Having refered to Ganduri's case, Apex court categorically said that it doesn't dealt with sucession principle, which it should have been done. Coming to case, I knew father died in 1993 during pendency of suit, my reply is notional partition doen't arise when father itself party to suit initially, I mean to say until final decree is passed, when father is party to suit before his death, sucession cannot open in 1993 , but only after final decree is passed, which yet to be passed in this case. In this way Ganduri's case is correct as per Apex where sucession not opened yet. Citation for this Bashyam Anjamma vs Other's 2012 AP high court dealt with Ganduri's case in answering this point.
Eventhough sheeladevi vs Lal Chand case was referred for interpretation of provisions of section 6 and 8 of HSA act.There daughters of Babu lal claimed for benefits of newer amendment act treating them as coparceners, Affirmatively, Apex court rejected the plea keeping the sucession in mind opened prior to amendment setting as binding precedent.
Having said that in Guruppad, shyama and anardevi that notional partition is fictional and given full effect and partition is irrevocable and final, and rights are fully crystallized, it cannot be taken away by giving retrospective effect.

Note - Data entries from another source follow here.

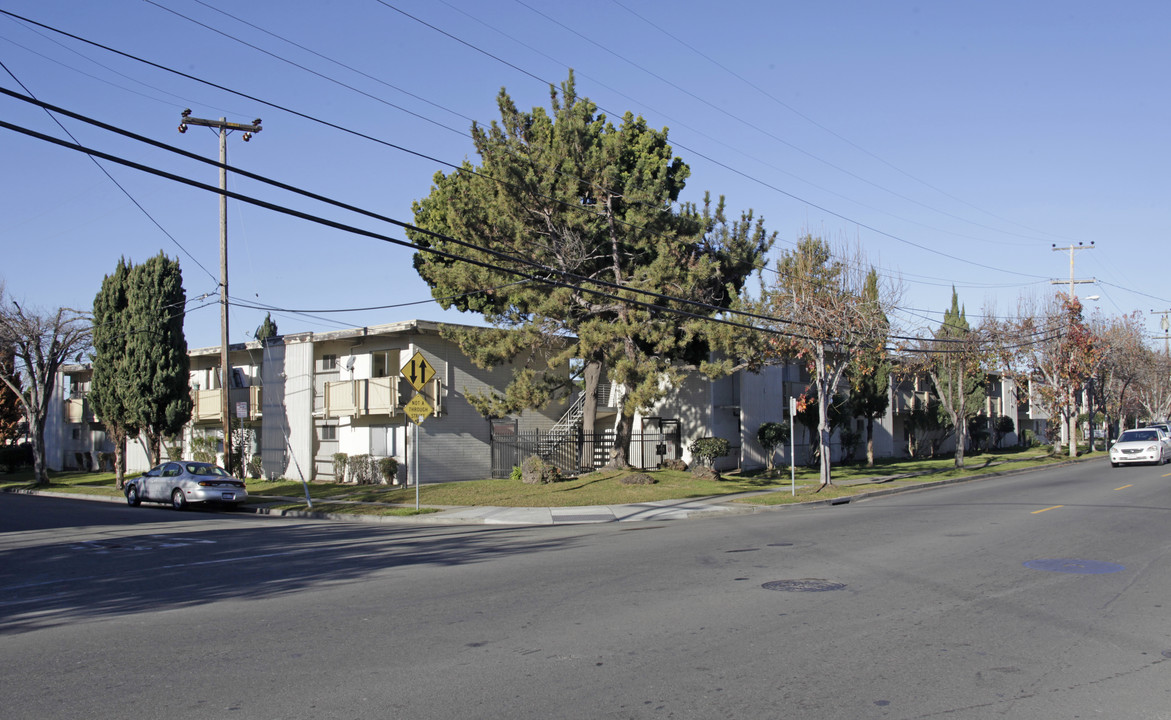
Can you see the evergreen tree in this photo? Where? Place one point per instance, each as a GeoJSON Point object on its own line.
{"type": "Point", "coordinates": [111, 384]}
{"type": "Point", "coordinates": [956, 364]}
{"type": "Point", "coordinates": [157, 365]}
{"type": "Point", "coordinates": [589, 201]}
{"type": "Point", "coordinates": [869, 370]}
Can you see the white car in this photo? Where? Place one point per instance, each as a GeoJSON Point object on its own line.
{"type": "Point", "coordinates": [1142, 445]}
{"type": "Point", "coordinates": [184, 482]}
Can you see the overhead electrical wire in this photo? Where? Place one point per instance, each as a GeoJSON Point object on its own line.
{"type": "Point", "coordinates": [424, 156]}
{"type": "Point", "coordinates": [353, 230]}
{"type": "Point", "coordinates": [110, 177]}
{"type": "Point", "coordinates": [734, 170]}
{"type": "Point", "coordinates": [839, 136]}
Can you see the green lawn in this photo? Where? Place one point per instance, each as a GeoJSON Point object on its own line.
{"type": "Point", "coordinates": [596, 488]}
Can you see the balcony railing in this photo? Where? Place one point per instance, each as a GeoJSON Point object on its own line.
{"type": "Point", "coordinates": [367, 397]}
{"type": "Point", "coordinates": [209, 404]}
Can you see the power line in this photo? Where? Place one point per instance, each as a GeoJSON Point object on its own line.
{"type": "Point", "coordinates": [452, 165]}
{"type": "Point", "coordinates": [118, 185]}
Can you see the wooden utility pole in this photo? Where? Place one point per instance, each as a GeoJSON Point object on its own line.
{"type": "Point", "coordinates": [1072, 248]}
{"type": "Point", "coordinates": [1073, 420]}
{"type": "Point", "coordinates": [223, 127]}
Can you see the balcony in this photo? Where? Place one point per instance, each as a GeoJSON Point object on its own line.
{"type": "Point", "coordinates": [207, 404]}
{"type": "Point", "coordinates": [79, 410]}
{"type": "Point", "coordinates": [367, 397]}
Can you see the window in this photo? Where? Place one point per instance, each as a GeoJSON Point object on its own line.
{"type": "Point", "coordinates": [384, 363]}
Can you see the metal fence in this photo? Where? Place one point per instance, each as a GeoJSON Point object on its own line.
{"type": "Point", "coordinates": [565, 450]}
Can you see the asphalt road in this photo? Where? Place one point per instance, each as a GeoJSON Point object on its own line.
{"type": "Point", "coordinates": [1041, 595]}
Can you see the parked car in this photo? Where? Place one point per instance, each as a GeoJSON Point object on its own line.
{"type": "Point", "coordinates": [1164, 426]}
{"type": "Point", "coordinates": [1142, 445]}
{"type": "Point", "coordinates": [184, 482]}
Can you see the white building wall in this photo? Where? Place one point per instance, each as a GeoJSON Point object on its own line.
{"type": "Point", "coordinates": [764, 399]}
{"type": "Point", "coordinates": [298, 412]}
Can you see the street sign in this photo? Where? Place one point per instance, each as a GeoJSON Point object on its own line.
{"type": "Point", "coordinates": [418, 372]}
{"type": "Point", "coordinates": [417, 409]}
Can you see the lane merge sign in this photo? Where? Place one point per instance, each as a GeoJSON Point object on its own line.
{"type": "Point", "coordinates": [418, 372]}
{"type": "Point", "coordinates": [417, 409]}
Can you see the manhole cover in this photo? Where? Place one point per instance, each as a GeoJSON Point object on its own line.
{"type": "Point", "coordinates": [806, 584]}
{"type": "Point", "coordinates": [1079, 567]}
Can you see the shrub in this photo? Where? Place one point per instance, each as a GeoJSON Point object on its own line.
{"type": "Point", "coordinates": [388, 467]}
{"type": "Point", "coordinates": [13, 457]}
{"type": "Point", "coordinates": [705, 473]}
{"type": "Point", "coordinates": [255, 467]}
{"type": "Point", "coordinates": [535, 471]}
{"type": "Point", "coordinates": [637, 479]}
{"type": "Point", "coordinates": [709, 448]}
{"type": "Point", "coordinates": [362, 470]}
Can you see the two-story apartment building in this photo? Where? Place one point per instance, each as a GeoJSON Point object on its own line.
{"type": "Point", "coordinates": [303, 397]}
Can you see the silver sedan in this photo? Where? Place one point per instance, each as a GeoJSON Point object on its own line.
{"type": "Point", "coordinates": [1142, 445]}
{"type": "Point", "coordinates": [183, 482]}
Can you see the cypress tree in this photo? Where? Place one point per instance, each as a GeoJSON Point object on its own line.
{"type": "Point", "coordinates": [157, 364]}
{"type": "Point", "coordinates": [110, 388]}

Talking of retroactive effect, Eventhough it is applicable to antecedent events, it doesn't takeaway vested rights, as said clearly in bhadrinarayan vs omprakash bhandari.
Ganduri case was referred for special leave petition, where Ap high court didn't accept modified preliminary decree of trial court, holding that final decree should be in conformity with preliminary decree according to sec 97 of CPC.
In chandrakala vs Anuradha division bench of High court clearly stated that notional partition comes in purview of sub section (5) of section 6 of HSA act 2005.
Coming to state of maharashtra v narayan Rao sham Rao desmukh, case was whether after national partition wife or mother ceases to be joint family member. It is not the case where notional partition is reversible, however daughter after marriage gets separated from HUF of father. Having said that daughter can be joint with father's family in relation to her share as class 1 heir, not to the share of coparcener if father died prior to 2005.
Principle of subsilento is when a point is not argued if it has to be argued. Then a decision given with out considering the point is not authoritative on that point.In ganduri's case with out considering sucession principle, giving daughter coparcenery right with out considering binding precedent in sheeladevi is subsilento in regarding opening of sucession.
Finally according to law of binding precendents, an earlier decision is always the binding precedents of co equal benches. If later decision has referred earlier decision and discussed it, then later decision is binding precedent on earlier. In prakash vs phulavathi Ganduri case was cited and discussed, where as in Ganduri case, earlier binding precedent of sheeladevi was not referred, so it cannot be binding precedent at all.
In prakash Vs Phulavati case it is observed that M.Prithviraj Vs Leelamma of Karnataka high court is binding precedent before Andhra High Court. The Judgement of the one high court is not binding precedent on the other high court but it is persuasive as held by apex court in PRADIP J. MEHTA 2008 case.